O Atlético está na semifinal do Campeonato Mineiro. Sem dificuldades, o Alvinegro não decepcionou a torcida, que compareceu em bom número ao Mineirão – mais de 46 mil pessoas -, e venceu o Tupynambás por 3 a 1, gols de Cazares, um em cada tempo, e Ricardo Oliveira, em bela cobrança de falta. Ademilson diminuiu para o Baeta. O jogo marcou o início das comemorações do aniversário de 111 anos do Alvinegro, que serão completados nesta segunda-feira, dia 25 de março.

O camisa 10 foi o destaque do jogo. Com assistências de Luan e Maicon Bolt, ele finalizou com classe duas vezes para vencer o goleiro Renan Rinaldi e balançar as redes.

O Atlético agora aguarda o adversário da semifinal. Nesta segunda-feira, América e Caldense se enfrentam no Independência. Se o Coelho avançar, o Galo enfrenta o Boa Esporte na próxima fase – a equipe de Varginha eliminou o Tombense nos pênaltis. Caso se classifique, o time de Poços de Caldas será o rival do Alvinegro.
O jogo

Levir Culpi escalou o Atlético sem mistérios.
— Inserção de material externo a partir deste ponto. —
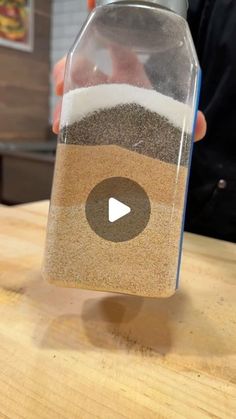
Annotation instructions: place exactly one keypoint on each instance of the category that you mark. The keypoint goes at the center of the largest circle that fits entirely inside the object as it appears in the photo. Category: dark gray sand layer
(133, 127)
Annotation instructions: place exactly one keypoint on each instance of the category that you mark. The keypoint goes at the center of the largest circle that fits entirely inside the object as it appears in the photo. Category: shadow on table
(150, 326)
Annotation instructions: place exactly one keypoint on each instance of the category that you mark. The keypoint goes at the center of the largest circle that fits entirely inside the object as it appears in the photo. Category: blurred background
(33, 36)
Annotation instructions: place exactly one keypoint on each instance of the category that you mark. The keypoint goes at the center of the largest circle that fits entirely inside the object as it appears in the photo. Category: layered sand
(75, 256)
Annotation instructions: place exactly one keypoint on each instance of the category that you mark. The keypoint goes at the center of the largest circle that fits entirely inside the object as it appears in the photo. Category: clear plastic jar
(117, 207)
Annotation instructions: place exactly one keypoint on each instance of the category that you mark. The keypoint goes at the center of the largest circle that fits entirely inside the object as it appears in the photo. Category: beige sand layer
(77, 257)
(80, 168)
(146, 265)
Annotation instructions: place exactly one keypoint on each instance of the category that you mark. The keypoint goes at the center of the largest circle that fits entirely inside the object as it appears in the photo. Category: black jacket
(211, 208)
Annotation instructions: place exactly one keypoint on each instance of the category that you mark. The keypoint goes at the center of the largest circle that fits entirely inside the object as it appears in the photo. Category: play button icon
(117, 209)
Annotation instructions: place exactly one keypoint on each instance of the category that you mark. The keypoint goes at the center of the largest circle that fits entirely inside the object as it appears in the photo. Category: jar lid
(177, 6)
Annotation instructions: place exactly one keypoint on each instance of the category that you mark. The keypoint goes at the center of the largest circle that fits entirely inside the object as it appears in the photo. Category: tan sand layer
(80, 168)
(146, 265)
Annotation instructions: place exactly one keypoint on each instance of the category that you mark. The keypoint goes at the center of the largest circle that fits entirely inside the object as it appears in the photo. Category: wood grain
(24, 84)
(67, 353)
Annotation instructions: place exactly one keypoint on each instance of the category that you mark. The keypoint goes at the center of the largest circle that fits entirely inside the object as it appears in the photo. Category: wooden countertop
(68, 353)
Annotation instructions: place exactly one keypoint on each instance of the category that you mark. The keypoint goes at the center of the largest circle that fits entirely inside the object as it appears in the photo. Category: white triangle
(117, 210)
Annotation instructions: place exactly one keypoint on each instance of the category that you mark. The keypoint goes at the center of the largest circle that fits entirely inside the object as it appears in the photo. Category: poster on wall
(17, 24)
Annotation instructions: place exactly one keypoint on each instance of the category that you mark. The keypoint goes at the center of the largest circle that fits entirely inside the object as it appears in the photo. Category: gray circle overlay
(129, 193)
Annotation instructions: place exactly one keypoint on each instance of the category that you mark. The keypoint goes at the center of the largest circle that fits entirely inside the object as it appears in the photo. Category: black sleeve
(195, 13)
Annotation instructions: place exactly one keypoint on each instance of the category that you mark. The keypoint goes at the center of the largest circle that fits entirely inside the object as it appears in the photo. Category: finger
(126, 67)
(58, 75)
(201, 127)
(56, 117)
(86, 73)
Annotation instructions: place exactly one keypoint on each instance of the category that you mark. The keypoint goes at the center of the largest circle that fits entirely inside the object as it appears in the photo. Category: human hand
(86, 73)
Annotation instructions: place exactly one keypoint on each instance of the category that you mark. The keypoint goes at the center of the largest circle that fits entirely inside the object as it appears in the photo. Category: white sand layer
(83, 101)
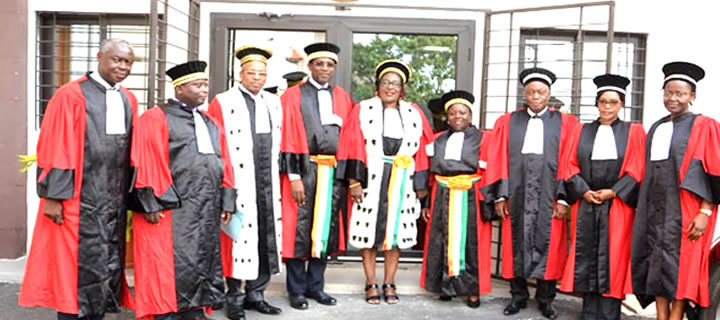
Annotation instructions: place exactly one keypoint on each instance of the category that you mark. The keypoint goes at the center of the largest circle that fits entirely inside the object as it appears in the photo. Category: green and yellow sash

O técnico manteve o time titular com David Terans pelo lado esquerdo do ataque. Elias começou o jogo no banco de reservas.

A estratégia do Atlético foi pressionar o Tupynambás desde o início. Na blitz, o time comandado por Levir não deixou o Baeta respirar. Foram seis finalizações nos primeiros dez minutos, com destaque para chute de Cazares, que parou no goleiro Renan Rinaldi.

Sufocado, o Tupynambás pouco conseguiu passar do meio-campo. A equipe de Juiz de Fora, no entanto, melhorou a marcação e deu menos espaços ao Galo. E o Atlético quase marcou. David Terans cobrou falta e a bola explodiu na trave.

O Atlético pressionou a saída de bola do adversário. E surtiu efeito. Bem marcado, Felipe Gregory colocou a bola para lateral. Jair cobrou rápido para Luan, livre, caminhar e cruzar rasteiro para Cazares, de primeira, finalizar e explodir o Mineirão: 1 a 0.

O Galo seguiu na pressão e quase ampliou. Ricardo Oliveira, duas vezes, parou em boas defesas de Renan Rinaldi. No fim da etapa inicial, o Tupynambás ensaiou uma pressão e chegou a assustar em cabeceio de Ademilson.

Os dois times voltaram para o segundo tempo em ritmo mais lento. Os primeiros minutos foram de pouca movimentação. Na primeira chance de perigo, o Galo quase ampliou. Terans, de letra, encontrou Ricardo Oliveira livre. O centroavante passou pelo marcador e finalizou no travessão. Na sequência, Anderson chutou e a bola passou perto do gol de Victor.

Insatisfeito com a produção da equipe na etapa final, Levir Culpi colocou Elias e Maicon Bolt em campo nos lugares de Jair e David Terans. Na primeira participação, Bolt foi decisivo. Ele recebeu e arrancou pela esquerda. O atacante acionou Cazares, que dominou e finalizou com classe, sem chances para o goleiro Renan Rinaldi: 2 a 0.

Precisando de dois gols para levar a disputa para os pênaltis, o Tupynambás foi para cima. Pouco depois de entrar, Igor Soares finalizou de longe e a bola passou com muito perigo. No lance seguinte, ele foi derrubado por Zé Welison fora da área, mas o árbitro marcou pênalti. Na cobrança, Ademilson deslocou Victor e diminuiu: 2 a 1.

Depois do gol, o técnico Paulo Campos, do Tupynambás, mexeu no time e colocou em campo mais jogadores ofensivos para buscar o empate. Mas quem marcou foi o Galo. Ricardo Oliveira cobrou falta com perfeição, no ângulo, e balançou as redes: 3 a 1. O Baeta ainda quase diminuiu nos acréscimos. Após cruzamento, Victor saiu mal do gol e, após a finalização, Réver salvou em cima da linha. Apesar do susto, o Atlético manteve o controle do jogo até o apito final.